Search code examples
pythonpython-3.xstringnlpspacy

How to use implemented labels on spaCy for each word?


What I would like to do

I would like to extract word which is given specific label on spaCy, natural language OSS.

specific labels on spaCy

On the below case, I hope to print the word English because the label LANGUAGE is selected.

English

Problem

There is no sample code for extracting labels on each word.
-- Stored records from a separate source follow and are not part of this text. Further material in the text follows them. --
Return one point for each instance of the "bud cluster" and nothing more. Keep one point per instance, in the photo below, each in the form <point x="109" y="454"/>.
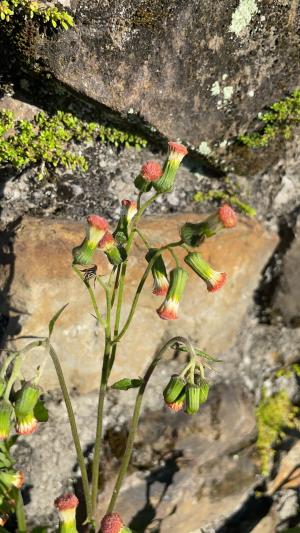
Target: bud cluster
<point x="189" y="394"/>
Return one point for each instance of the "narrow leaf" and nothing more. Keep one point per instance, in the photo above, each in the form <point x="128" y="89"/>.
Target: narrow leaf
<point x="55" y="318"/>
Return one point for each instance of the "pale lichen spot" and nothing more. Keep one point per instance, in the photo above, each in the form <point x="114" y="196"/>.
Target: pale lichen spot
<point x="242" y="16"/>
<point x="204" y="149"/>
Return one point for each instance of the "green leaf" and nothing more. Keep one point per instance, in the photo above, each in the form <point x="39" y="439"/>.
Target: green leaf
<point x="127" y="383"/>
<point x="41" y="412"/>
<point x="55" y="318"/>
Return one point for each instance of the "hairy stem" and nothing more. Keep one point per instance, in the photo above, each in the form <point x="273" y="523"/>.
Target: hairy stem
<point x="75" y="435"/>
<point x="136" y="415"/>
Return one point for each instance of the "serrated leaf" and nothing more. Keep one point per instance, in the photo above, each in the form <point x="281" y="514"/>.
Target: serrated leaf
<point x="41" y="412"/>
<point x="55" y="318"/>
<point x="127" y="383"/>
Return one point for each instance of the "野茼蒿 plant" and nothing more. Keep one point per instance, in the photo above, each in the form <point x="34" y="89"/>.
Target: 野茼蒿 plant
<point x="186" y="390"/>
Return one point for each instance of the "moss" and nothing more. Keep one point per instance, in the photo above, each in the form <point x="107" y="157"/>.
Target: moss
<point x="273" y="416"/>
<point x="278" y="120"/>
<point x="48" y="142"/>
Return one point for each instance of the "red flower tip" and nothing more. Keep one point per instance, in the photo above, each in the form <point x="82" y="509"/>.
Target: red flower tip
<point x="227" y="216"/>
<point x="215" y="285"/>
<point x="66" y="502"/>
<point x="175" y="406"/>
<point x="107" y="240"/>
<point x="151" y="171"/>
<point x="179" y="148"/>
<point x="97" y="222"/>
<point x="111" y="523"/>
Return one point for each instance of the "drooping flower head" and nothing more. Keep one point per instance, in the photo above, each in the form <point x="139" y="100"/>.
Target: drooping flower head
<point x="12" y="479"/>
<point x="116" y="254"/>
<point x="159" y="274"/>
<point x="194" y="234"/>
<point x="6" y="411"/>
<point x="169" y="308"/>
<point x="66" y="506"/>
<point x="95" y="230"/>
<point x="176" y="154"/>
<point x="214" y="280"/>
<point x="26" y="401"/>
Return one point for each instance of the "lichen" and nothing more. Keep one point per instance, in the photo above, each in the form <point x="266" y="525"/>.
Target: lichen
<point x="274" y="415"/>
<point x="279" y="119"/>
<point x="242" y="16"/>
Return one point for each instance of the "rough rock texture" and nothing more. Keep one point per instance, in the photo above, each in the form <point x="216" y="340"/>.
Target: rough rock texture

How can I fix the below error?

TypeError: Argument 'string' has incorrect type (expected str, got spacy.tokens.token.Token)

Current Code

import spacy
from spacy import displacy
nlp = spacy.load("en_core_web_sm")

words = ['America', 'American', 'Christmas', 'English']
words = nlp(words)
for w in words:
    if w.label_=="LANGUAGE":
        print(w) #English

What I tried

I've chacked each label and sample code for visualization.

Additionally, non-sentence input, ` was executable on the spaCy vizualizer on the web browser.

output

American NORP speaks English LANGUAGE and celebrates Christmas DATE in America GPE .

This code is from the sample code on the spaCy homepage. code

import spacy
from spacy import displacy
nlp = spacy.load("en_core_web_sm")

text = "American speaks English and celebrates Christmas in America."
doc = nlp(text)
displacy.serve(doc, style="ent")

Solution

  • You can do as follow:

    import spacy
    nlp = spacy.load("en_core_web_sm")
    
    words = ['America', 'American', 'Christmas', 'English']
    words = nlp('. '.join(words) + '.')
    for w in words.ents:
        if w.label_=="LANGUAGE":
            print(w.text) #English
    

    Keep in mind that spacy finds named entities in the text by looking at the whole context and grammar. For instance, one named entity could be "The United States of America", which are 4 words. If you wish to look word by word then you would need to give the right grammatical sense to that "text". That is why I have separated the text (your list of words) by using a period after each word.